Captain Janeway, better known as Kate Mulgrew, made her video game debut in Star Trek: Captain’s Chair and Star Trek Voyager: Elite Force. Although, the former game doesn’t hold up quite so well now, the latter was a critical success, and still makes the grade as one of the best Star Trek games thus far. Kate continued her involvement in the sci-fi genre as Dr. Mek in Run Like Hell, a third-person shooter known for its association with the gamer-favored energy drink, Bawls.
Her highly regarded role in the Dragon Age series as shapeshifting ‘Witch of the Wilds,’ Flemeth, also helped 2009’s Dragon Age: Origins win Best PC Game during Spike TV’s Video Game Awards, and Game of the Year for 2014’s Dragon Age: Inquisition at the newly inaugurated Game Awards in Las Vegas.
Everyone’s favorite Ferengi, Quark, appeared on three separate Star Trek series: TNG, Voyager, and Deep Space Nine. One of only six actors to do so, Armin Shimerman also holds the distinction of most Star Trek seasons along with Michael Dorn: 11 seasons total. Armin’s distinct voice has allowed him to easily go back and forth between on-screen and off-screen acting. With over thirty-three video game credits, and eighteen voice roles for cartoons, he has had a pretty prolific voice acting career.
Although it’s been awhile since his Star Trek days, Armin has appeared in some of the most highly regarded video game titles in the past ten years including God of War II, BioShock, and the Mass Effect series. Most recently he voiced Dr. Nefarious in the Ratchet & Clank video game, released in April of this year.
Tim Russ has had a success film and television career since the 1980’s. Although many people love to point out his Spaceballs cameo, as the afro-pick wielding trooper who “ain’t found sh*t,” he’s most famous for his portrayal of Star Trek: Voyager’s stone-faced Vulcan, Tuvok.
He also appeared on Deep Space Nine, in a season six episode of Star Trek: TNG, and in Star Trek: Generations, although as different characters in the latter two. Aside from voicing Tuvok in two Star Trek video games, Tim also voiced Shane Bandero in the first two Lost Planet games. Additionally, he had a cameo in Dragon Age: Origins with Voyager alumni, Kate Mulgrew, and even voiced both Black Panther and Colossus in Marvel: Ultimate Alliance 2. Although Tim is so closely linked with the sci-fi and fantasy genres because of his involvement in Star Trek, when it comes to video games, he actually tends to play more soldier-types than alien species.
John de Lancie
As Q, John de Lancie was the omnipotent Continuum-being you loved to hate on Star Trek: TNG, Voyager, and even one episode of Deep Space Nine.
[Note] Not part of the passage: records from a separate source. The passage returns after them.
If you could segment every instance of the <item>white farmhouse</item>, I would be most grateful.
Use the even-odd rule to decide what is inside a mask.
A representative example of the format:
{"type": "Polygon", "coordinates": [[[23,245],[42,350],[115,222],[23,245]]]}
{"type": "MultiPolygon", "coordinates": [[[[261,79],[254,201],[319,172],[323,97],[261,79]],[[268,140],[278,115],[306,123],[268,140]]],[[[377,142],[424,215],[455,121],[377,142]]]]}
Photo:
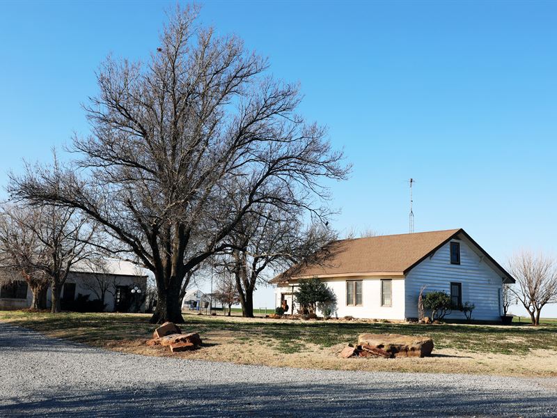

As with most of the other actors on this list, John lent his voice to some of the Star Trek video games, in addition to a few now-classic games during the late 90’s.
Spaghetti western, Outlaws, saw John as the deranged Matthew “Dr. Death” Jackson; In Interstate ‘76, which many consider a precursor to GTA, he played the voice of the game’s antagonist, Antonio Malochio. John took a break from voicing games in the 2000’s, until his 2011 role as the voice of Williams Miles in Assassin’s Creed III and Assassin’s Creed: Revelations. He also starred in the Portal-esque game, Quantum Conundrum, as the wacky scientist Quadrangle, who is highly reminiscent of Q.
Geek & Sundry’s own TableTop star, Wil Wheaton, is probably best known for his role as Wesley Crusher on Star Trek: TNG. However, Wil has lent his voice to over seventeen video games since 2004; an impressive feat for someone who stays so busy. From third-person shooters, to real-time strategy, to RPGs, Wil has done them all. In Code Name: S.T.E.A.M., alongside fellow TNGer Michael Dorn, Wil was the voice of Abraham Lincoln; He even worked with Felicia Day for Fallout: New Vegas as the robobrain voice. Most notably, however, Wil was the voice of WCTR talk radio news reporter, Richard Burns, in GTA: San Andreas and the subsequent Vice City and Liberty City Stories.